Protein Domain-Swapping Can Be a Consequence of Functional Residues.

Monomer topology has been implicated in domain-swapping, a potential first step on the route to disease-causing protein aggregation. Despite having the same topology (β1-α1-β2-β3-β4-β5), the cysteine protease inhibitor stefin-B domain swaps more readily than a single-chain variant of the heterodimeric sweet protein monellin (scMn). Here, we computationally study the folding of stefin-B and scMn in order to understand the molecular basis for the difference in their domain-swapping propensities. In agreement with experiments, our structure-based simulations show that scMn folds cooperatively without the population of an intermediate while stefin-B populates an equilibrium intermediate state.
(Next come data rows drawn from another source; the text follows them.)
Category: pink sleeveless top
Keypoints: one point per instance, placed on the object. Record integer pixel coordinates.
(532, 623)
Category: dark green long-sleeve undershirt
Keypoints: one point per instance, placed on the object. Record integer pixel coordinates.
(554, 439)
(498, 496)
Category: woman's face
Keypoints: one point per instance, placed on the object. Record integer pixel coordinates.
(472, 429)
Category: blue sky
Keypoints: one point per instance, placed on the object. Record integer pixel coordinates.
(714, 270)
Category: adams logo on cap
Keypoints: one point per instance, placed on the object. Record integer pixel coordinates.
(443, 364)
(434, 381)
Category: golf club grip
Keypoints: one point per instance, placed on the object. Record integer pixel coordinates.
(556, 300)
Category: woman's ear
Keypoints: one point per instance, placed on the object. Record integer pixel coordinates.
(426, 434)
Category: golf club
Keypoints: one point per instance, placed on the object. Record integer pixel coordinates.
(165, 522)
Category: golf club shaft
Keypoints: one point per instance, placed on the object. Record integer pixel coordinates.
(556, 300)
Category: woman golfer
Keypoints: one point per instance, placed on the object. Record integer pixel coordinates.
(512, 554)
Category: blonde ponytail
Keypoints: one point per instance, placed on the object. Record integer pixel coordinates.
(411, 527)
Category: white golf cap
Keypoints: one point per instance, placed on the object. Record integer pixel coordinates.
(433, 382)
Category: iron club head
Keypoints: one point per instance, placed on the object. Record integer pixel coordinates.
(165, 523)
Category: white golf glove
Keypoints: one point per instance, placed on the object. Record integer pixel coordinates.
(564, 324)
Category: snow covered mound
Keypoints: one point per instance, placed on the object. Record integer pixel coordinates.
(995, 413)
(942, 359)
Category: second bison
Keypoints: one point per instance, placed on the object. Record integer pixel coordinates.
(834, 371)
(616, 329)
Since the simulation intermediate has only one domain structured (β3-β4-β5), it can directly lead to domain-swapping. Using computational variants of stefin-B, we show that the population of this intermediate is caused by regions of stefin-B that have been implicated in protease inhibition. We also find that the protease-binding regions are located on two structural elements and localized in space. In contrast, the residues that contribute to the sweetness of monellin are not localized to a few structural elements but are distributed over the protein fold. We conclude that the distributed functional residues of monellin do not induce large local perturbations in the protein structure, eliminating the formation of folding intermediates and in turn domain-swapping. On the other hand, the localized protease-binding regions of stefin-B promote the formation of a folding intermediate which can lead to domain-swapping. Thus, domain-swapping can be a direct consequence of the constraints that function imposes on the protein structure.